Mário Marques explica que “o desempenho térmico só começou a ser uma preocupação recente, exigindo isolamentos, equipamentos de elevada eficiência e baixo consumo de energia e o uso de energias renováveis”. Aspetos que classificam um edifício como A+, mas em Portugal a classe de eficiência energética
média é a C.
Para resolver o problema, Murta Lourenço aponta os fundos comunitários, opinião partilhada por Nuno
Fidelis, que lembra que “o desafio está em reabilitar este parque habitacional, com soluções eficazes e de baixo custo como o capeamento pelo exterior, que seria a mais eficaz e económica, com um custo entre €60 a €80 o m2”.

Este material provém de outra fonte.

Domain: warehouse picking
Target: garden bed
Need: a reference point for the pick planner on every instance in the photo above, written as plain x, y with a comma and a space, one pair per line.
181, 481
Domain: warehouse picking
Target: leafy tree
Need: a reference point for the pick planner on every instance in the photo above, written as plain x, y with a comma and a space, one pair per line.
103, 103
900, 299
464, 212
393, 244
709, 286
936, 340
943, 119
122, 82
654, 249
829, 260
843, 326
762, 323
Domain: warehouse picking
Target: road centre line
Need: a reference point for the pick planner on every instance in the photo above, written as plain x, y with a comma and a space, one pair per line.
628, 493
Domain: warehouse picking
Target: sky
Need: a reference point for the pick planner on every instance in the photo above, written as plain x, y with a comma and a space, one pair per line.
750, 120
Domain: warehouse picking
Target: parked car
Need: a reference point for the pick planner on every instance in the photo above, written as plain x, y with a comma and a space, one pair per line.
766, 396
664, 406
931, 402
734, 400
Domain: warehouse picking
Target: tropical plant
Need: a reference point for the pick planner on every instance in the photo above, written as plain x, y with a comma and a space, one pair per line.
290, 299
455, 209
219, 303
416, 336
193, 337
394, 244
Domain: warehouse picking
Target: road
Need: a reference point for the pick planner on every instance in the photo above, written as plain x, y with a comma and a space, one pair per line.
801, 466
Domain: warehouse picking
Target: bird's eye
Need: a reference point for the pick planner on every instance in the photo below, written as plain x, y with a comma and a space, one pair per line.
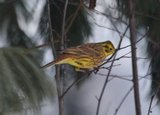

O administrador da Traçado Regulador defende que os fundos europeus sejam canalizados para a “eficiência energética”. Fundos que devem ser “usados com critérios rigorosos, não chega apenas o ar condicionado, são precisas outras soluções”, indica Luís Lima.
O presidente da APEMIP assume que “será o Estado, no futuro próximo, a colocar mais oferta no mercado e terá que exigir casas com mais durabilidade energética, preocupação que não tivemos e que teremos que ter nos próximos projetos”. Aspetos “relevados pelo frio e pela saúde, suscitados pela crise económica e pela pandemia e que nos obrigam a preocupar mais com esta questão”, conclui o presidente da APEMIP.